Hunderte Mails täglich aus der Bevölkerung an Abgeordnete des Bundestages zeigen sehr deutlich, wie ernst die Lage ist und wie weit sich Bundesregierung und schwarz-rote Koalition von den Grundrechten entfernt haben. Aber nicht nur die Grundrechte werden durch das so genannte „Dritte Gesetz zum Schutz der Bevölkerung bei einer epidemischen Lage von nationaler Tragweite“ verletzt, auch die Mitwirkung der Parlamente in Bund und Länder als Legislative ist in großen Teilen versagt worden. Kersten Steinke, linke Abgeordnete aus Nordthüringen, und ihre Fraktion Die Linke haben deshalb einen Antrag „Demokratische Kontrolle auch in der Pandemie“ ins Plenum eingebracht: „Bei aller Notwendigkeit die Epidemie einzudämmen, müssen jedoch rechtsstaatliche und demokratische Prinzipien gewahrt werden.

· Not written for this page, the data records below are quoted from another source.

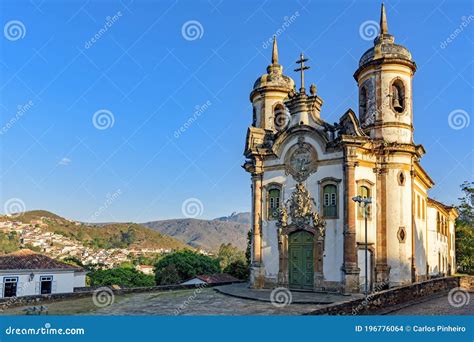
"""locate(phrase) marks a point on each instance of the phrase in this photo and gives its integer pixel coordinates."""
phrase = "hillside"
(112, 235)
(206, 234)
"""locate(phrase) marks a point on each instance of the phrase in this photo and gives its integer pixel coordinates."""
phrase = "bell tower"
(384, 78)
(268, 95)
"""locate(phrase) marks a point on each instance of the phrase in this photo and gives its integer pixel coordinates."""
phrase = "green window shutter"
(273, 203)
(330, 201)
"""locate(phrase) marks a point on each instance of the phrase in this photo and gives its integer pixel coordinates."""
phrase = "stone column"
(413, 232)
(257, 274)
(350, 267)
(381, 267)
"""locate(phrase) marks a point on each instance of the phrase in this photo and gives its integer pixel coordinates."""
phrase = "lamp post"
(365, 201)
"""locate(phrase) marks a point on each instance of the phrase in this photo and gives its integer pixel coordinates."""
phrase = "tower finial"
(274, 51)
(383, 21)
(301, 69)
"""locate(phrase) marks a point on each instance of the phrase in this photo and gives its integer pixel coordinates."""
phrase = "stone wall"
(383, 300)
(83, 292)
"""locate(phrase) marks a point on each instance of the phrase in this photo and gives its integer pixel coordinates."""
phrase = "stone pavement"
(183, 302)
(436, 306)
(242, 291)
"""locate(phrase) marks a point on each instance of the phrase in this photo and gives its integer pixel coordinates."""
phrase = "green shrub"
(180, 266)
(126, 277)
(238, 269)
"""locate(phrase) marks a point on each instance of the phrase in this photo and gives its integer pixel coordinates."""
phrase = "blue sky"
(150, 76)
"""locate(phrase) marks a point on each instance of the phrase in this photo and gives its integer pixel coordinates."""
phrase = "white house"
(26, 273)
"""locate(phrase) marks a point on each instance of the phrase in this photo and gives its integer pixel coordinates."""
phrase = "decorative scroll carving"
(301, 162)
(297, 212)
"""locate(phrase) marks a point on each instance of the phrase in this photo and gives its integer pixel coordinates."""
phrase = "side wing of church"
(307, 231)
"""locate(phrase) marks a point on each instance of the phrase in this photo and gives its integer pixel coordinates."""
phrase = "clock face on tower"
(301, 161)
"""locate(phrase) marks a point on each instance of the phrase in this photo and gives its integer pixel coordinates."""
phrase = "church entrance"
(300, 252)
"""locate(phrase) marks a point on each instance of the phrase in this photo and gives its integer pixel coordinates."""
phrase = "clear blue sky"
(144, 71)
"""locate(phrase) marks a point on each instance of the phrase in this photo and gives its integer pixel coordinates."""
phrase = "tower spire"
(274, 51)
(383, 21)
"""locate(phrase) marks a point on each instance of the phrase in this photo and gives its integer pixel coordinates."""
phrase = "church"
(308, 232)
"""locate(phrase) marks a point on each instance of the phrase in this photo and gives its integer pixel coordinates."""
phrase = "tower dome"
(384, 77)
(385, 49)
(269, 94)
(274, 76)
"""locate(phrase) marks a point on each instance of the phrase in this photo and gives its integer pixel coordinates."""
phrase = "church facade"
(307, 231)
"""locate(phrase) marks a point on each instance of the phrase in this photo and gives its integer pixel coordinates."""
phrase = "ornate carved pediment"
(297, 212)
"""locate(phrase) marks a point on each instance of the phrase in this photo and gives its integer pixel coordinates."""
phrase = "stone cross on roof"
(301, 69)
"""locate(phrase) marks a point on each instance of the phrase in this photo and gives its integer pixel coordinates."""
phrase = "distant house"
(26, 273)
(214, 279)
(146, 269)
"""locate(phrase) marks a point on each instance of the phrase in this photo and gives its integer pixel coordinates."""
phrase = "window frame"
(322, 184)
(268, 189)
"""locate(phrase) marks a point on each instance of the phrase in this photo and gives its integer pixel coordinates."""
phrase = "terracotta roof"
(26, 259)
(217, 278)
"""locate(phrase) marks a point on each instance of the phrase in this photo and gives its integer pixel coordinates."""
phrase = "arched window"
(330, 200)
(438, 223)
(281, 117)
(364, 192)
(362, 104)
(398, 96)
(273, 203)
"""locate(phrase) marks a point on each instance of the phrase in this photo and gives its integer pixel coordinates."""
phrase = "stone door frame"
(318, 250)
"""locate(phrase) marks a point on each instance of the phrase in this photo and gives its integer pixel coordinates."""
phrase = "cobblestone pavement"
(185, 302)
(437, 306)
(210, 302)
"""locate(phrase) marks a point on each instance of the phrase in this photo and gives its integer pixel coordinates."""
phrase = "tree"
(238, 269)
(127, 277)
(228, 254)
(180, 266)
(465, 230)
(248, 251)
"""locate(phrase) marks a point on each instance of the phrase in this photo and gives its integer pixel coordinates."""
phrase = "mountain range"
(206, 234)
(167, 234)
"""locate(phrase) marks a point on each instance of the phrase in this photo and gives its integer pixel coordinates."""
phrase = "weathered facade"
(307, 232)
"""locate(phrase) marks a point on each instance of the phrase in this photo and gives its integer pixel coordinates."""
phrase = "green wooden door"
(300, 251)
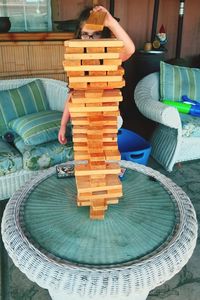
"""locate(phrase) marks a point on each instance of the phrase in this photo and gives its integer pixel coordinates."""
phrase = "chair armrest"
(57, 93)
(56, 90)
(146, 97)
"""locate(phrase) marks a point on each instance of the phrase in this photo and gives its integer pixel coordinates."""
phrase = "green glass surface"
(141, 224)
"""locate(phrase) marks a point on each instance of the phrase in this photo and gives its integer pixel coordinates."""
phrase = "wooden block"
(74, 50)
(104, 194)
(95, 79)
(86, 184)
(116, 84)
(110, 146)
(68, 62)
(80, 121)
(97, 156)
(98, 176)
(100, 85)
(90, 62)
(75, 73)
(112, 42)
(119, 71)
(112, 201)
(90, 67)
(111, 168)
(98, 73)
(97, 165)
(93, 108)
(89, 56)
(93, 94)
(95, 50)
(114, 49)
(77, 85)
(81, 155)
(80, 147)
(112, 155)
(116, 62)
(95, 21)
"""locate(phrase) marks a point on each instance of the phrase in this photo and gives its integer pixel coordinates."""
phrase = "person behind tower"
(111, 26)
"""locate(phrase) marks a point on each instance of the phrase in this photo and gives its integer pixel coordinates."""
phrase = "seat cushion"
(44, 155)
(37, 128)
(176, 81)
(27, 99)
(190, 125)
(10, 158)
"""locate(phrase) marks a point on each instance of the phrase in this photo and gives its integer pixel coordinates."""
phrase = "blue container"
(133, 147)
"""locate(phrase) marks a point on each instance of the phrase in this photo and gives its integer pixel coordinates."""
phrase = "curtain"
(27, 15)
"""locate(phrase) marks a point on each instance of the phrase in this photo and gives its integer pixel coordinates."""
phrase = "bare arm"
(65, 118)
(119, 33)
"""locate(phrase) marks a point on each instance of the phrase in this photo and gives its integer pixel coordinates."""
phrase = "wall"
(45, 58)
(32, 59)
(136, 18)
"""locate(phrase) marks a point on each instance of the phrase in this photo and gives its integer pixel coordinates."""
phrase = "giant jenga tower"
(95, 75)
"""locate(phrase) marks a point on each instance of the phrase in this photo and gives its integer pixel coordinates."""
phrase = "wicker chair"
(169, 146)
(56, 92)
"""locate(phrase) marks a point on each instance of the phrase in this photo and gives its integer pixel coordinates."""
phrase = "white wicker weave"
(168, 144)
(66, 280)
(56, 92)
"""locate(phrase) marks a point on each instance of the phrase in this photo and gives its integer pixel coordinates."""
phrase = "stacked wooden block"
(95, 75)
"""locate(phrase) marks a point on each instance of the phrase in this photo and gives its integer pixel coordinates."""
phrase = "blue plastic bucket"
(133, 147)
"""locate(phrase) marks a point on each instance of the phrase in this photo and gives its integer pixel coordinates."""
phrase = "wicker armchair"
(169, 146)
(56, 92)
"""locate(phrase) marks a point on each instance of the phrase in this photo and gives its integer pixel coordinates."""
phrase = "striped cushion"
(37, 128)
(176, 81)
(27, 99)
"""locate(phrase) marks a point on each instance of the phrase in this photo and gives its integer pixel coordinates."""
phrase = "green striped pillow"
(176, 81)
(38, 128)
(27, 99)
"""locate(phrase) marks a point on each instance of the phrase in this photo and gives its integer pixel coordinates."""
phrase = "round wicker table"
(142, 242)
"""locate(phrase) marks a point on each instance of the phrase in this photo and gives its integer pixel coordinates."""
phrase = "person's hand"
(108, 19)
(61, 135)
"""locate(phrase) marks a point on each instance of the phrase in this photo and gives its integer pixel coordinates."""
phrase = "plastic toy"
(185, 106)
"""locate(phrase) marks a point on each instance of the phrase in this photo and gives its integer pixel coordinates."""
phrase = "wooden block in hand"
(95, 21)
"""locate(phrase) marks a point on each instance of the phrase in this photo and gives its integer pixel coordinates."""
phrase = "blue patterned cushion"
(10, 159)
(38, 128)
(190, 125)
(177, 81)
(27, 99)
(45, 155)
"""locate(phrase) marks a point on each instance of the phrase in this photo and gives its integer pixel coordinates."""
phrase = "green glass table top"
(141, 224)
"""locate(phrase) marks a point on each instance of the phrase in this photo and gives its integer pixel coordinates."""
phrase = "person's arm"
(65, 117)
(119, 33)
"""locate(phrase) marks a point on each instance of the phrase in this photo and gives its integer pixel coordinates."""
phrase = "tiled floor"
(184, 286)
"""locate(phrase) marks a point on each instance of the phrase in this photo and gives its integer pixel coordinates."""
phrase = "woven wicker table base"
(144, 240)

Z.B. sind Entscheidungen wie in Frankreich oder Belgien, dass etwa Menschen ab einem bestimmten Alter wegen fehlender Behandlungskapazitäten nicht mehr intensivmedizinisch behandelt werden, in Deutschland unbedingt zu vermeiden. Jetzt zeigen sich nicht nur dramatisch die Fehler der Privatisierung des Gesundheitssystems auf, es wird zugleich offensichtlich, dass jene zu oft unterbezahlt sind, die unser Gemeinwesen am Laufen halten. Die Kontrolle der Infektionszahlen und damit auch die Vorbeugung einer Überlastung des Gesundheitssystems leben von der Akzeptanz in der Bevölkerung und diese darf nicht aufs Spiel gesetzt werden.“ DIE LINKE wird dem Bevölkerungsschutzgesetz nicht zustimmen und fordert daher im Bundestag, dass die Bundesregierung eine längerfristige Strategie zum Umgang mit der Corona-Pandemie vorlegt und diese vom Bundestag ggf. geändert und beschlossen wird.